Navigating Plate Reviews

The Princess of Hills and Altaf’s Cafe

Hills are the perfect place to relax and unwind. The landscape, the weather, the adrenaline pump, everything just sets in. But what about the food? Majority of the touristy hill stations in India, apart from the seven sister states, have very few good restaurants or outlets they can boast of. One must make to do with the multiple Maggi options available, bread omelette for a heavy meal and of course a strong cup for ginger tea.

Kodaikanal, rightly called the princess of hills, is all kinds of beautiful. Kodai is in Tamil Nadu and the population there speak Tamizh. Even though we find a lot of restaurants and cafes packed with people, hardly any of them serve food that we would return for.
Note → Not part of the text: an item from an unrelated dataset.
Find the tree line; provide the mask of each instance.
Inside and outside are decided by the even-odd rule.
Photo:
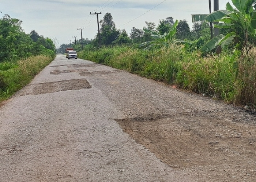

Near the lake, there is a mother-son duo who serve hot Milaku Bhajjis (long green chillies coated with a batter of gram flour and deep-fried), chai (tea) and bread omelette. This is the best you can get within the town. Ooty, Panchgani, and other similar hill stations are no different!

During one of my trips to Kodai with my ex-colleagues at Uber Eats, I was frustrated and took to Instagram for help! From the responses I received, Altaf Cafe saw itself being repeated quite a few times. Altaf Cafe is at Vattakanal, you will have to cover your journey by foot after a point and that makes the experience all the more interesting. A steep walk down towards this quaint and rustic place that sports a serene view of the hills behind, adds to the charm. It was pre-COVID time and the place was packed. We waited for a while to be seated at two extreme ends of the cafe.

Altaf’s Cafe offers a pseudo continental cuisine rather than catering to local dishes, this could probably be to attract the foreign tourists of the area. We placed our order with a service staff who was so light on his feet that it gave me an idea of him being a dancer. Our first choice was to get ourselves a cup of coffee and hot chocolate. The weather demanded that kind of warmth.

Spaghetti with cheese (I don’t quite remember what we ordered), chicken noodle, and a platter of falafel, hummus and pita were served to us. Someone ordered a portion of fried rice too if my memory serves me right. The food was hot, the flavours were decent, but when compared to the below-average food served elsewhere within Kodai, Altaf’s Cafe can easily be considered a blessing.

The next time you are in Kodai, and if you haven’t visited Altaf’s yet, do add it to your list to help you cope with hunger. Food with a view, guaranteed. But, that is the max I can vouch for as a food blogger. With that said, I can’t wait to visit Kodai again.